On the flip side, the Prince Rupert chapter of the union has said that its more likely that BCMEA will lock the workers out. They claim that the BCMEA filed the federal paperwork that enabled them to start a lockout around a month ago.
“They’ve actually moved forward on this, not us . . . the last time long shoremen went on strike was 25 years ago, but we’ve been locked out numerous times since then. Yet everybody thinks we went on strike; it’s always locked out,” says Tom MacDonald, the secretary treasurer of the local 505.
A strike or a lockout would effectively shut down the Prince Rupert Port. Only the grain elevator and the coal terminal on Ridley Island would remain operational. This is because the grain elevator has government rules that disallow picketing it, and the coal terminal is governed by a different agreement. A strike would also mean the closing of Vancouver’s port.
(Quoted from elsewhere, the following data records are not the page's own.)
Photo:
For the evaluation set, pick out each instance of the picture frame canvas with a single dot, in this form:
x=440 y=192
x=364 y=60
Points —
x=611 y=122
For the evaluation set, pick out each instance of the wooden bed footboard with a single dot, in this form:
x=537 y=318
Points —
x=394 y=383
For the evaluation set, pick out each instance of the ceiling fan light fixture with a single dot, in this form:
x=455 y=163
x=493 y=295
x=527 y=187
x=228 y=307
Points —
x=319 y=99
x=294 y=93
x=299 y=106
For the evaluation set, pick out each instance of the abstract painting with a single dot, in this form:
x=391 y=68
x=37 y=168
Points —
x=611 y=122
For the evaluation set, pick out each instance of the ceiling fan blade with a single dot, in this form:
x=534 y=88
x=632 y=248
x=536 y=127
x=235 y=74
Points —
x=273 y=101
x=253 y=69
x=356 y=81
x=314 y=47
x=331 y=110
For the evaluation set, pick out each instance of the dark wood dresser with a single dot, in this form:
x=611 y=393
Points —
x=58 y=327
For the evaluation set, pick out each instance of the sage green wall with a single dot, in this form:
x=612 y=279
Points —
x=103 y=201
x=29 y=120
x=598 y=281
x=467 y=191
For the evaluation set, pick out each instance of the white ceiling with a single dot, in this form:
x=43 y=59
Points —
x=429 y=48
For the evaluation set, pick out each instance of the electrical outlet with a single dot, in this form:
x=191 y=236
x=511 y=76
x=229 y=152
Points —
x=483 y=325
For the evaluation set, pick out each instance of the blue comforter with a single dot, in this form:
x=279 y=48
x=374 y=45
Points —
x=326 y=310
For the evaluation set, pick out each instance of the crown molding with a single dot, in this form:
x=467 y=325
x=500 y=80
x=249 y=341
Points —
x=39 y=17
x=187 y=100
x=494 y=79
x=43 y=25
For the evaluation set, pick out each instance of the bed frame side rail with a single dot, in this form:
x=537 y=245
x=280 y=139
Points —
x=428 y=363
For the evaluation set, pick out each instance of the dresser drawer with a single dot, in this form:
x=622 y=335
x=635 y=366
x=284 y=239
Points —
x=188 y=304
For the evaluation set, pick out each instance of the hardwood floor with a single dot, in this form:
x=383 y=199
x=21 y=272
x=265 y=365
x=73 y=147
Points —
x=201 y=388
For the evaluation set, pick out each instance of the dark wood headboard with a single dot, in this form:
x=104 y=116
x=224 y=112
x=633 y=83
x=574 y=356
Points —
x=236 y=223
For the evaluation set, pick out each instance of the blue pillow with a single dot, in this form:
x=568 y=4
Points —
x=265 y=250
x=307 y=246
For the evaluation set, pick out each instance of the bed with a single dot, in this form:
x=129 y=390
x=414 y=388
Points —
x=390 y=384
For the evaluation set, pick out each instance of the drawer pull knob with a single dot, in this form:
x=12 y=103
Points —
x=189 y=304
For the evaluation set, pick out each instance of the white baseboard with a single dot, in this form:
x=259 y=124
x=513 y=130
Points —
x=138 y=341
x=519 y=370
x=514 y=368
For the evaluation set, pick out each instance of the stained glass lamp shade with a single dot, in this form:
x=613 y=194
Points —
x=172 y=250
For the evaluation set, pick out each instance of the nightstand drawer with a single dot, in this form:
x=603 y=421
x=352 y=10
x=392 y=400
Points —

The BCMEA has been suggesting that any strike would be industry-wide and would cripple the country’s export business in what are already tough economic times. The union has shot back saying that an industry-wide strike is optional and that the BCMEA’s statements are “disingenuous and misleading.”
According to media reports, a collective agreement covering 4,800 union members expired on March 31, 2010. BCMEA representatives have estimated that a strike would cost about $100-million per day across the province. They have also suggested that the two parties are not even close to having a deal.
The Northern View will be updating this story as it develops and as we get more information.